Here are the R libraries used in this analysis.
library(knitr) # web widget
library(tidyverse) # data manipulation
library(data.table) # fast file reading
library(treemap) # tree visualization
library(corrgram) # correlation graphics
setwd('./datasets')
aisles = fread('aisles.csv', stringsAsFactors = TRUE)
departments = fread('departments.csv', stringsAsFactors = TRUE)
products = fread('products.csv', stringsAsFactors = TRUE)
orders = fread('orders.csv', stringsAsFactors = TRUE)
order_products_train = fread('order_products__train.csv')
order_products_prior = fread('order_products__prior.csv')

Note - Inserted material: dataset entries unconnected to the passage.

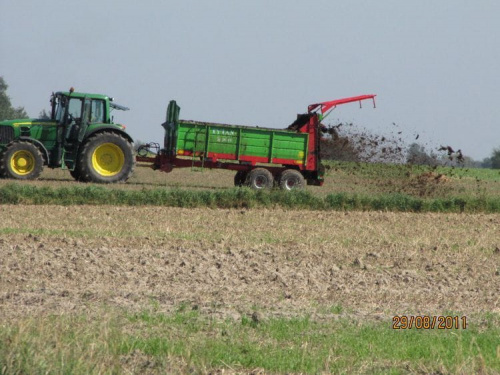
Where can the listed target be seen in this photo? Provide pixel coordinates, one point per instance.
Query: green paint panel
(235, 140)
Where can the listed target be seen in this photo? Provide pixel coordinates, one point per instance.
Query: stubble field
(117, 289)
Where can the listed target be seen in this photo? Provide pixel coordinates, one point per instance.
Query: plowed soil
(226, 263)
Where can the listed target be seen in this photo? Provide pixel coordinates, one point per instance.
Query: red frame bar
(325, 106)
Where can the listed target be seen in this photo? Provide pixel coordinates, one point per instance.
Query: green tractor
(79, 136)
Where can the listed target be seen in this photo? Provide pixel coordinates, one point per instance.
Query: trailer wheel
(239, 178)
(105, 158)
(21, 160)
(259, 178)
(76, 174)
(291, 179)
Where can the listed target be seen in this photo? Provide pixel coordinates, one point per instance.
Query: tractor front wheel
(105, 158)
(22, 161)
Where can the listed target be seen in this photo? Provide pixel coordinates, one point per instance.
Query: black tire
(291, 179)
(105, 158)
(22, 161)
(239, 178)
(259, 178)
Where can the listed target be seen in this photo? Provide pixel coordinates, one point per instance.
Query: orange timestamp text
(429, 322)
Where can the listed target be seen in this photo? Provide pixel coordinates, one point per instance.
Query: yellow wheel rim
(108, 159)
(22, 162)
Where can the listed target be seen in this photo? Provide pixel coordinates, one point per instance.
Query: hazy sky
(433, 64)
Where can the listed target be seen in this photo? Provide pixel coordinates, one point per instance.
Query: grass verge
(189, 341)
(242, 198)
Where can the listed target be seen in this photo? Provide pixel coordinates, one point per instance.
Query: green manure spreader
(261, 157)
(79, 136)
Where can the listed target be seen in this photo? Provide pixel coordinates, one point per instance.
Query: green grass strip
(242, 198)
(189, 341)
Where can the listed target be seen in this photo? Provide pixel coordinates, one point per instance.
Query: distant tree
(486, 163)
(495, 158)
(7, 112)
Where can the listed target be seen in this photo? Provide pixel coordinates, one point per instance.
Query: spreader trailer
(261, 157)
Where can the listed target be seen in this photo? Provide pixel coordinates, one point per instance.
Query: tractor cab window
(75, 109)
(58, 108)
(97, 111)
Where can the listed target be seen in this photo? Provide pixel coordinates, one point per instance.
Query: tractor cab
(79, 136)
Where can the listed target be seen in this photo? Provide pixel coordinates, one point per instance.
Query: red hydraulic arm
(325, 106)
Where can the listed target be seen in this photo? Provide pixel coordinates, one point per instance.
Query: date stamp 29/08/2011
(429, 322)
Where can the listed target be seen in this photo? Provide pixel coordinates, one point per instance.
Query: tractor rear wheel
(259, 178)
(21, 160)
(105, 158)
(291, 179)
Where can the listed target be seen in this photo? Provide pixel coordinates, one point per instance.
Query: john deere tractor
(79, 136)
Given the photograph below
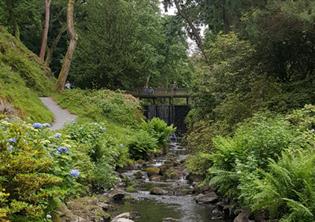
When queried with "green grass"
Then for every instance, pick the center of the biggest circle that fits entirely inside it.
(23, 78)
(102, 105)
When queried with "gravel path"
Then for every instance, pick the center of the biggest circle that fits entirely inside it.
(61, 116)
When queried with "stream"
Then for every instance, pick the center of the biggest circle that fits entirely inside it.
(160, 192)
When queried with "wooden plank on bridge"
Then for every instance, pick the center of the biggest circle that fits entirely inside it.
(161, 93)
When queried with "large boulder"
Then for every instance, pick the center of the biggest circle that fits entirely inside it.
(243, 216)
(124, 217)
(117, 195)
(207, 198)
(152, 171)
(158, 191)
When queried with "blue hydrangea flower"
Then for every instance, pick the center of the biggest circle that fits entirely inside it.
(10, 148)
(62, 150)
(75, 173)
(37, 125)
(12, 140)
(46, 125)
(57, 135)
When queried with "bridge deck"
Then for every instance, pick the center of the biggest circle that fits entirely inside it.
(161, 93)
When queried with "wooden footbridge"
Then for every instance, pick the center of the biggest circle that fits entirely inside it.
(171, 105)
(162, 93)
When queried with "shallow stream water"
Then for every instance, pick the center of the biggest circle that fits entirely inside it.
(175, 204)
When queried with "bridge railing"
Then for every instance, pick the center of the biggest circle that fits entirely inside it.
(161, 92)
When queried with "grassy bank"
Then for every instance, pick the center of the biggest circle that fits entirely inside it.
(23, 78)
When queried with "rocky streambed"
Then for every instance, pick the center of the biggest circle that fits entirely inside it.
(159, 191)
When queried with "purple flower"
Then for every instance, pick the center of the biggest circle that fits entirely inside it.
(62, 150)
(57, 135)
(37, 125)
(10, 148)
(75, 173)
(12, 140)
(46, 125)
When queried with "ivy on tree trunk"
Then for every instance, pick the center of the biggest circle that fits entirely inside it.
(73, 38)
(45, 30)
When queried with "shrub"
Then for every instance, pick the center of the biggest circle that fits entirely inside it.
(158, 129)
(103, 149)
(255, 142)
(199, 163)
(287, 189)
(142, 145)
(36, 169)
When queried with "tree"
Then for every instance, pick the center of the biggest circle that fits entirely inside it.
(73, 37)
(45, 30)
(125, 43)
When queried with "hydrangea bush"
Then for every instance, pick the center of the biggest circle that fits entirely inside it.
(38, 168)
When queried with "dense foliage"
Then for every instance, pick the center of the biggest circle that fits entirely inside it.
(23, 79)
(126, 44)
(266, 165)
(52, 170)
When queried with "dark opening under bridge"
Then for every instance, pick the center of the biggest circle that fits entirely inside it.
(169, 104)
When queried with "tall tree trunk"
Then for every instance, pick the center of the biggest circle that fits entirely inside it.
(225, 18)
(73, 37)
(194, 31)
(51, 49)
(45, 30)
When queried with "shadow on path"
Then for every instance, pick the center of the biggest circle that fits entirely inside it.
(61, 116)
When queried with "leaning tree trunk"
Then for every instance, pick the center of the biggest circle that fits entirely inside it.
(73, 37)
(45, 30)
(51, 49)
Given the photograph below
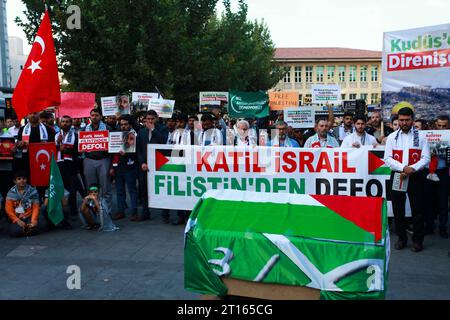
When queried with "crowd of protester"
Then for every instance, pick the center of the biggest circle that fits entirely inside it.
(91, 175)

These datasets were sourced from an existing Kaggle competiotion (https://www.kaggle.com/c/instacart-market-basket-analysis/data)
Total six datasets were imported. Follwing section will explore each datasets in further detail.

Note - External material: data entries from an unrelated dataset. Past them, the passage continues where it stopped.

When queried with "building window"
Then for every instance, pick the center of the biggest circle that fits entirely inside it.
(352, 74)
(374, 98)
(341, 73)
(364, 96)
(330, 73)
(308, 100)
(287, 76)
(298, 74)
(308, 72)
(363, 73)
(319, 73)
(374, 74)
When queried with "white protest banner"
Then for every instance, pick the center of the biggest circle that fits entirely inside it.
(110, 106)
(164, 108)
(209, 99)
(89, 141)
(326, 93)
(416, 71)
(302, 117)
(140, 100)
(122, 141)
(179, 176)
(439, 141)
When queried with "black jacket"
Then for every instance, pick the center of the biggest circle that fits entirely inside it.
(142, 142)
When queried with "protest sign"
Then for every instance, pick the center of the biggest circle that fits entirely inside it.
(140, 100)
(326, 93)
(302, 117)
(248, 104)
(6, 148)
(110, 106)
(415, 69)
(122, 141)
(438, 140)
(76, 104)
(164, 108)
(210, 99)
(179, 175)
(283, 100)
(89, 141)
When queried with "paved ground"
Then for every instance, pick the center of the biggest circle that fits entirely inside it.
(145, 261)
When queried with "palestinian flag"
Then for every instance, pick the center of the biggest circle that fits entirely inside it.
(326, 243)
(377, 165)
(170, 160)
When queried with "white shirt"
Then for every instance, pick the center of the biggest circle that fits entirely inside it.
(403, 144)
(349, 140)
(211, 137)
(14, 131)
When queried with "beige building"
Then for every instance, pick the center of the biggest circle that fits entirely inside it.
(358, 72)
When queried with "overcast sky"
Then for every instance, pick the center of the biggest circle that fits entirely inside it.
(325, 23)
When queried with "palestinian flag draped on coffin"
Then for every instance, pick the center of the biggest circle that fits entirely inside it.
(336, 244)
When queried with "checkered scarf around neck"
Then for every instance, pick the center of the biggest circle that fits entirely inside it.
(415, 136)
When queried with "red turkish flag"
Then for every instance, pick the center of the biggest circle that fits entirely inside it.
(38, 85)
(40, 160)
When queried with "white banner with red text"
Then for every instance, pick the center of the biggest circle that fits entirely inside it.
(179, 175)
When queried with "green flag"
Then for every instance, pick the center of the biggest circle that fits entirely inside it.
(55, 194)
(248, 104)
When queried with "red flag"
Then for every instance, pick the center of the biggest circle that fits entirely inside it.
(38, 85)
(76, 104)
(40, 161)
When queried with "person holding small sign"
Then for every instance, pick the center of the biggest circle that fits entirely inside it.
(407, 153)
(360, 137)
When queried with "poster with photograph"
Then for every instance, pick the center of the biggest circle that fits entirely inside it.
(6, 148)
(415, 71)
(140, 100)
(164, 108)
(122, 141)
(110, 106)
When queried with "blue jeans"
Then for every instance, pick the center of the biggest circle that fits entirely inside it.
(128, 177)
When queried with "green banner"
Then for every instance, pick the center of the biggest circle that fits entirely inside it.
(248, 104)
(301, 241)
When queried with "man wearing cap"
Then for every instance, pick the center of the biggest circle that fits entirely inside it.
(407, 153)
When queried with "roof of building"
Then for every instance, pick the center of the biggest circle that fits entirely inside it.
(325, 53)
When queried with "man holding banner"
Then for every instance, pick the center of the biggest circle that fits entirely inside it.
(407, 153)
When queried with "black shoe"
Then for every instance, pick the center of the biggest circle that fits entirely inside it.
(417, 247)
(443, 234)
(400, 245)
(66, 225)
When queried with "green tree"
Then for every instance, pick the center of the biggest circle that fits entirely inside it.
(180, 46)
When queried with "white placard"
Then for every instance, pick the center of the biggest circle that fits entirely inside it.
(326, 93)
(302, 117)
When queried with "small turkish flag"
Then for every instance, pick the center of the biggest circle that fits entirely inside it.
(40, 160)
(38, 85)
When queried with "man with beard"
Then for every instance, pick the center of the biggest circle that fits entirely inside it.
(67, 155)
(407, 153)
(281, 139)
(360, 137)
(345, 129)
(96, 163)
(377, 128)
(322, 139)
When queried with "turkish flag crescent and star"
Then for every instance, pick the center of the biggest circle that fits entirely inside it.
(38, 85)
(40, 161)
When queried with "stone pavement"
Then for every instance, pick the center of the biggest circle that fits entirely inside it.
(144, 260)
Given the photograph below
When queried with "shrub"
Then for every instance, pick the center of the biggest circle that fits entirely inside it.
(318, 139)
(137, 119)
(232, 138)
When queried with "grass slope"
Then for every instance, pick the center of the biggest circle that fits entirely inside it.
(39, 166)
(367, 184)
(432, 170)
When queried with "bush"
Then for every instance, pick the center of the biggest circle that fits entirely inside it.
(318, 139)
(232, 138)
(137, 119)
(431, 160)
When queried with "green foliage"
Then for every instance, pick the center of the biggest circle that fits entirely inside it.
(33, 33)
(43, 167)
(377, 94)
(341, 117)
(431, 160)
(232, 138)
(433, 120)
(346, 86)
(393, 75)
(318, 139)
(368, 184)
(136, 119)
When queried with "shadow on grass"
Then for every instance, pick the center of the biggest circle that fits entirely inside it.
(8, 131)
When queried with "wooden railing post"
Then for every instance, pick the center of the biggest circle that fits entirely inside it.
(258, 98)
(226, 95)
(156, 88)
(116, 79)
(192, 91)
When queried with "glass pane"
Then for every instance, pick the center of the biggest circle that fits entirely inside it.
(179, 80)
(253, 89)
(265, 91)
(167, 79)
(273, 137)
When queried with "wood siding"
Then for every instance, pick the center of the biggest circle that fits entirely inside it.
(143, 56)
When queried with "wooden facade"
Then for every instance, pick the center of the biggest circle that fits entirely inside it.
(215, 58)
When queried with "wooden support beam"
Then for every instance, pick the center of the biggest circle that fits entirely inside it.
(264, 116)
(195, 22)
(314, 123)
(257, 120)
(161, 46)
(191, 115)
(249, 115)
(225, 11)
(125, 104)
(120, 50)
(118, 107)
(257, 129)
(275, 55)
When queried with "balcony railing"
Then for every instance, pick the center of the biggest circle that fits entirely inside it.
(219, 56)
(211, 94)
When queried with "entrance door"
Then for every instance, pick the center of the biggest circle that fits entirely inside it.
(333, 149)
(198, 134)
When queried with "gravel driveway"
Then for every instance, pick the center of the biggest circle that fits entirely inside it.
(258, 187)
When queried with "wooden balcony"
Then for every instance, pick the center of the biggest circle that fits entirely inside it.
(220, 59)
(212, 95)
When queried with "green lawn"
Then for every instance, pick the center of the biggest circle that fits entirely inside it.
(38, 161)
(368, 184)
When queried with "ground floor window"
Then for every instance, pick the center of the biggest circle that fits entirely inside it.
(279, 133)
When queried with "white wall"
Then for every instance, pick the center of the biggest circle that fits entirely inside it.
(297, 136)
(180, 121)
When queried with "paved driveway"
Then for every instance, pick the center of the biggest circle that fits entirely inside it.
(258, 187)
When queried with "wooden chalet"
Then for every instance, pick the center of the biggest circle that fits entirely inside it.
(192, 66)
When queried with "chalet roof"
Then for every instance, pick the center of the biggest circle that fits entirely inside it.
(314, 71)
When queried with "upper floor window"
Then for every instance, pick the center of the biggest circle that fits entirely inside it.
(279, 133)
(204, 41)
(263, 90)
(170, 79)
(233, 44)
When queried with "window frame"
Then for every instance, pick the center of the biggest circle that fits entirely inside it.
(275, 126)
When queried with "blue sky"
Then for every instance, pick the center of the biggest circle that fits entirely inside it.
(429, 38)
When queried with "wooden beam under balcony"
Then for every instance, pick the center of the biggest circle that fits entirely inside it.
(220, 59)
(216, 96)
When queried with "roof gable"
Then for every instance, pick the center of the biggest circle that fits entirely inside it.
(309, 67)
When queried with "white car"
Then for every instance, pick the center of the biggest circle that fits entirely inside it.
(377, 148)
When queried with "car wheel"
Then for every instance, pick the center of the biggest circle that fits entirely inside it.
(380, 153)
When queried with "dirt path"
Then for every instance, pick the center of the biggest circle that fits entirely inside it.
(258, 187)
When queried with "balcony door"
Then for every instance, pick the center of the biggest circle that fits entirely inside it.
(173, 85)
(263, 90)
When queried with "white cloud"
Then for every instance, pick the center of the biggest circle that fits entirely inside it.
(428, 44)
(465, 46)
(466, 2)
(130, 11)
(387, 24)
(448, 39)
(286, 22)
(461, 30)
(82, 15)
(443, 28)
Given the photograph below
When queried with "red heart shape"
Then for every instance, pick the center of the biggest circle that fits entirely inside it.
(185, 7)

There are 134 ailes in this dataset.
str(aisles)
## Classes 'data.table' and 'data.frame': 134 obs. of 2 variables:
## $ aisle_id: int 1 2 3 4 5 6 7 8 9 10 ...
## $ aisle : Factor w/ 134 levels "air fresheners candles",..: 107 121 43 75 82 92 95 6 101 77 ...
## - attr(*, ".internal.selfref")=<externalptr>
Here are the names of all ailes aphabetically ordered, seprated by comma.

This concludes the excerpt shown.